Чтение газет позволило корейцам познакомиться с новой национальной литературой и с мировым литературным наследием. Почти все корейские переводы иностранной литературы были вольными пересказами японских переводов. Вот один из вариантов японского перевода названия романа Л.Н.Толстого «Война и мир» (1863–1869, 1873) – «Плач цветов и скорбящие ивы, последний прах кровавых битв в Северной Европе». И подобных примеров произвольного перевода только названия иностранного литературного произведения в японской переводческой литературе можно привести великое множество[89 - История развития перевода в Японии и русско-японский перевод. Lingvo Plus – URL: http://www.lingvo-plus.ru/yaponskiy-perevod/ (https://ru.wikipedia.org/wiki/301,_302) (дата обращения 12.01.2022).].

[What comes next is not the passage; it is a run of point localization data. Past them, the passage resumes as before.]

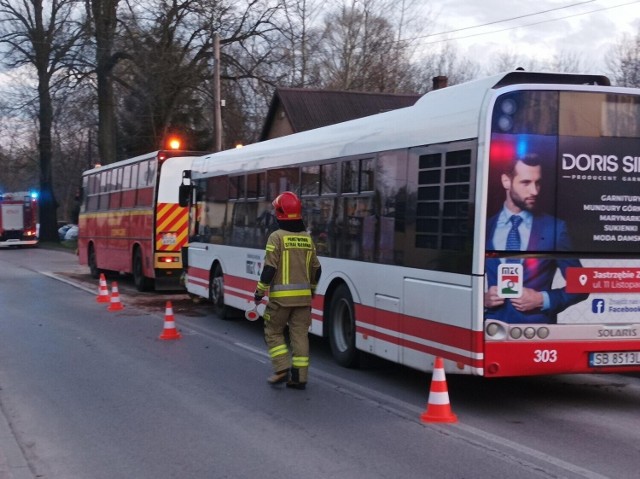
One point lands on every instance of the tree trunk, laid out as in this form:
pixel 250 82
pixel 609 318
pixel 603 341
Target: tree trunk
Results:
pixel 47 204
pixel 104 15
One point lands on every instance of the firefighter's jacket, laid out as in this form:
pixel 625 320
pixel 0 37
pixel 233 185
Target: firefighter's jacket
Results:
pixel 297 269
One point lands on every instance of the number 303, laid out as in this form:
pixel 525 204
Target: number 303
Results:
pixel 545 356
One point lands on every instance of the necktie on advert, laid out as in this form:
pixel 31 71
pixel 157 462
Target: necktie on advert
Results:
pixel 513 238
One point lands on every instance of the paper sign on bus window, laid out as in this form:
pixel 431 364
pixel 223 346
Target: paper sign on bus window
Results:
pixel 510 280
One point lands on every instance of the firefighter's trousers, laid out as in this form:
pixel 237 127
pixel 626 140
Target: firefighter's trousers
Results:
pixel 276 318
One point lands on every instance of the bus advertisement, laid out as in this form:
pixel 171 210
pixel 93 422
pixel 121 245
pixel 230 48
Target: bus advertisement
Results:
pixel 18 219
pixel 493 224
pixel 130 221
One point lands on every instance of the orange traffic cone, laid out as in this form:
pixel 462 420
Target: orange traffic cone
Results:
pixel 115 304
pixel 438 407
pixel 169 331
pixel 103 292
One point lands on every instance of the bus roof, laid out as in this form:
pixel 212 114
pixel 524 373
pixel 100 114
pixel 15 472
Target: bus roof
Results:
pixel 448 114
pixel 161 154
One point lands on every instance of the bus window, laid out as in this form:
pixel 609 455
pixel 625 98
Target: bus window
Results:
pixel 145 184
pixel 103 202
pixel 116 189
pixel 329 179
pixel 255 185
pixel 281 180
pixel 310 180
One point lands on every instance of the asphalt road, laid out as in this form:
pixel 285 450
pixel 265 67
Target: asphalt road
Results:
pixel 90 393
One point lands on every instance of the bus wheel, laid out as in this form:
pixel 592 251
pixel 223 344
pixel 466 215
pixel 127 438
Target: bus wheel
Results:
pixel 342 328
pixel 216 293
pixel 141 282
pixel 93 265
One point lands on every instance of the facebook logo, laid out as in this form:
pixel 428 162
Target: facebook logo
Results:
pixel 597 306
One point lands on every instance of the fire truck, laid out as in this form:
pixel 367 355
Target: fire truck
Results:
pixel 18 219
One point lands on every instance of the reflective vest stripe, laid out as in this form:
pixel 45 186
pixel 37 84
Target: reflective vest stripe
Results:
pixel 290 287
pixel 290 294
pixel 300 362
pixel 285 267
pixel 278 350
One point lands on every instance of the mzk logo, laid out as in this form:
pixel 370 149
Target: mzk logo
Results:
pixel 510 280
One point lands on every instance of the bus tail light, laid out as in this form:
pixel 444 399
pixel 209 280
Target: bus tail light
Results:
pixel 168 259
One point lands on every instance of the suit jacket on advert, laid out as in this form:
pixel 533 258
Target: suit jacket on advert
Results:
pixel 548 234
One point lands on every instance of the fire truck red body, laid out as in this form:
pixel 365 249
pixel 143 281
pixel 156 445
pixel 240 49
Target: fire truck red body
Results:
pixel 18 219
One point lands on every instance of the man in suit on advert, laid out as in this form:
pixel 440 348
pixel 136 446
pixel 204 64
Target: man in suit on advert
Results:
pixel 519 226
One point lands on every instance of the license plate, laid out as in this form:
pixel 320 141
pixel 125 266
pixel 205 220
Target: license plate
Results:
pixel 169 239
pixel 618 358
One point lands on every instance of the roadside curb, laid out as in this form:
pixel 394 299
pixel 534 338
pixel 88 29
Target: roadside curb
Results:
pixel 13 464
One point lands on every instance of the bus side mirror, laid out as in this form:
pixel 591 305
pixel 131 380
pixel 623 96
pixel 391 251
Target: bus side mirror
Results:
pixel 184 193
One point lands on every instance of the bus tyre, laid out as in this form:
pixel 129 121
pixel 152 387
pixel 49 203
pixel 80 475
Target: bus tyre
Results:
pixel 141 282
pixel 342 328
pixel 216 293
pixel 93 265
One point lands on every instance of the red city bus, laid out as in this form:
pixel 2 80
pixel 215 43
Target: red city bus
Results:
pixel 130 221
pixel 19 219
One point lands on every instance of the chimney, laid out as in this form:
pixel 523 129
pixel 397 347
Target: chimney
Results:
pixel 440 82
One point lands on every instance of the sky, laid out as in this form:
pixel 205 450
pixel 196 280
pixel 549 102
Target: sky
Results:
pixel 481 29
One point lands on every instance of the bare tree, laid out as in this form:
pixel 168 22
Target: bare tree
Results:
pixel 624 61
pixel 104 16
pixel 45 36
pixel 567 62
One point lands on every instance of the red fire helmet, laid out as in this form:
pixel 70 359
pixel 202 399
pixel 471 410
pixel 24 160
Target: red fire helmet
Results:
pixel 287 206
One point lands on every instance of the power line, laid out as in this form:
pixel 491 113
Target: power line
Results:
pixel 518 26
pixel 507 19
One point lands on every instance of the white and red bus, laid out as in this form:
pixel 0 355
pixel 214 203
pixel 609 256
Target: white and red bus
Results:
pixel 407 209
pixel 19 219
pixel 130 221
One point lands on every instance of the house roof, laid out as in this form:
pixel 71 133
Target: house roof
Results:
pixel 307 109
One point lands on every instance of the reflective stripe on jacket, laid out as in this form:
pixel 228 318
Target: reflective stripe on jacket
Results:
pixel 293 255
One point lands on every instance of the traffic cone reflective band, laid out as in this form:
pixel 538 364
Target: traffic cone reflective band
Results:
pixel 115 304
pixel 438 407
pixel 103 292
pixel 169 331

Благодаря японцам, увлеченным русской литературой XIX в., корейская публика узнала о Л.Н. Толстом («тандокуяку» – «единоличный перевод всех сочинений одного писателя» Хара Хисаитиро «всего» Толстого, сорок семь томов), Ф.М. Достоевском («тандокуяку» Енэкава Масао «всего» Достоевского в двадцати томах) и А.П. Чехове («тандокуяку» Накамура Хакуе «всего» Чехова в восемнадцати томах)[90 - Ким Рехо. «Чехов контексте японской художественной традиции». Сб. Взаимодействие культур Востока и Запада. – М.: Наука, Главная редакция восточной литературы, 1987. С. 164.].

Постепенно на страницах популярных корейских газет стали появляться и оригинальные литературные произведения молодых корейских писателей, выходившие без указания имен авторов и даже без заглавий. Корейцы полагали, что художественная проза на родном языке обладает неограниченными возможностями, недоступными историческим и философским сочинениям, они подчеркивали ее способность апеллировать к человеческим чувствам. Все без исключения приверженцы «новой прозы» в Корее придавали «особое значение воспитательной роли письменного слова»[91 - Солдатова М.В., Пак К.А. Современная литература Кореи. Учебное пособие. – Владивосток: Изд-во ДГУ, 2003. – С.15.].

В 1920-1930-х годах в газетах и журналах начали публиковаться корейские писатели Нового времени: Ли Гвансу («Бесчувственность», 1917), Ким Донин (Kim Dong-in, 1900–1951; «Батат», 1925), Хён Чингон (Hyun Jin-geon,1900–1941; «Счастливый день», 1924), На Дохян (Na Do-hyang, 1902-1926-1927; «Глухой Самрён», 1925), Чу Ёсоп (Chu Yo-Sup, 1902–1972; «Постоялец и моя мама», 1931), Ли Гиён (Ri Ki-yong \ Lee Gi-yeong, 1895–1984; «Родина», 1933). Герои большинства произведений корейских писателей Нового времени – простые горожане, крестьяне, рабочие, с их повседневными заботами и борьбой за выживание в условиях японского колониального господства.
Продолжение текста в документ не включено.